Boeing [BA] beat out Ball Aerospace & Technologies Corp. [BLL] to win a $799.5 million avionics instrument unit for the Ares I upper stage rocket that someday will lift the Orion crew exploration vehicle into space, NASA leaders announced in a news conference yesterday.

That completes the major contract awards for the Constellation Program effort to design the next-generation U.S. spacecraft to replace the troubled space shuttle fleet. Lockheed Martin earlier won the contract for the Orion space capsule.

The Ares I upper stage avionics instrument unit contract competition began with five rival companies vying for the prize, which NASA then downselected to just Boeing and Ball.

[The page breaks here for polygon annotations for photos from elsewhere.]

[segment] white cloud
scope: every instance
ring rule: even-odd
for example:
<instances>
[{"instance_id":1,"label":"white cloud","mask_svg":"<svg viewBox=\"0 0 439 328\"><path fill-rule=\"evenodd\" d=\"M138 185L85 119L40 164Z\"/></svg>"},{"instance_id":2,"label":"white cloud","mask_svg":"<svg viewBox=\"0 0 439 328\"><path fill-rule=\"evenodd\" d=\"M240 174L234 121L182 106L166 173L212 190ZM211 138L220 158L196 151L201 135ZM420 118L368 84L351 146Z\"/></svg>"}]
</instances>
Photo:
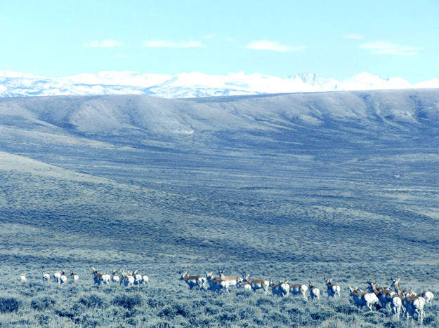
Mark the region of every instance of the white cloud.
<instances>
[{"instance_id":1,"label":"white cloud","mask_svg":"<svg viewBox=\"0 0 439 328\"><path fill-rule=\"evenodd\" d=\"M82 45L83 47L101 47L101 48L112 48L112 47L120 47L122 45L122 42L117 41L114 40L103 40L103 41L92 41L91 42L87 42Z\"/></svg>"},{"instance_id":2,"label":"white cloud","mask_svg":"<svg viewBox=\"0 0 439 328\"><path fill-rule=\"evenodd\" d=\"M362 40L365 39L365 36L362 34L357 34L356 33L353 33L350 34L346 34L343 36L343 39L350 39L350 40Z\"/></svg>"},{"instance_id":3,"label":"white cloud","mask_svg":"<svg viewBox=\"0 0 439 328\"><path fill-rule=\"evenodd\" d=\"M424 50L424 47L412 46L401 46L391 42L376 41L366 42L360 45L360 49L368 50L374 55L395 55L398 56L414 56L418 51Z\"/></svg>"},{"instance_id":4,"label":"white cloud","mask_svg":"<svg viewBox=\"0 0 439 328\"><path fill-rule=\"evenodd\" d=\"M244 48L245 49L268 50L273 51L280 51L282 53L287 53L289 51L303 51L305 49L306 49L306 46L296 46L293 47L291 46L282 44L276 41L258 40L251 41L247 46L244 46L241 48Z\"/></svg>"},{"instance_id":5,"label":"white cloud","mask_svg":"<svg viewBox=\"0 0 439 328\"><path fill-rule=\"evenodd\" d=\"M199 48L202 46L201 41L178 41L171 42L162 40L151 40L143 43L146 48Z\"/></svg>"}]
</instances>

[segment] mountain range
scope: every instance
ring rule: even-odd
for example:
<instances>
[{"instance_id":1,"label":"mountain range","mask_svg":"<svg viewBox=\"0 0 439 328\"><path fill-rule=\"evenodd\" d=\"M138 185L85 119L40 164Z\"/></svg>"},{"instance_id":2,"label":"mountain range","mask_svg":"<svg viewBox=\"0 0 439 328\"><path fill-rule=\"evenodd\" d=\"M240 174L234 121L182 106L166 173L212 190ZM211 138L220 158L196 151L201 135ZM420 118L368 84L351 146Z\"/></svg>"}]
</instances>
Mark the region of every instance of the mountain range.
<instances>
[{"instance_id":1,"label":"mountain range","mask_svg":"<svg viewBox=\"0 0 439 328\"><path fill-rule=\"evenodd\" d=\"M315 74L299 74L287 78L243 72L225 76L199 72L175 75L135 71L101 71L72 76L52 78L14 71L0 71L0 97L147 95L165 98L192 98L268 93L307 93L339 90L385 90L439 88L439 79L414 85L401 78L383 79L363 72L339 81Z\"/></svg>"}]
</instances>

Officials at the news conference declined to detail precisely why Boeing won, because that will have to be disclosed to the bidders in post-award conferences.

But officials’ comments indicated that Boeing had an edge in several ways, such as the fact that Boeing several months ago won the $514.7 million NASA contract for the Ares I upper stage, beating out ATK [ATK] and teammates Lockheed Martin [LMT] and Pratt & Whitney Rocketdyne, a unit of United Technologies [UTX]. That means Boeing already is involved, deeply, in that part of the overall Orion-Ares system.

Also, Boeing will use a computer assisted design (CAD) software to design the just-awarded avionics instrument gear, which will be the “brains” of the vehicle. That CAD system is a technological capability that Boeing has used for years, notably on designing the 777 airliner.

Boeing as well has extensive experience with rockets, especially with its Delta lifters that now are marketed through United Launch Alliance, a joint venture with Lockheed Martin.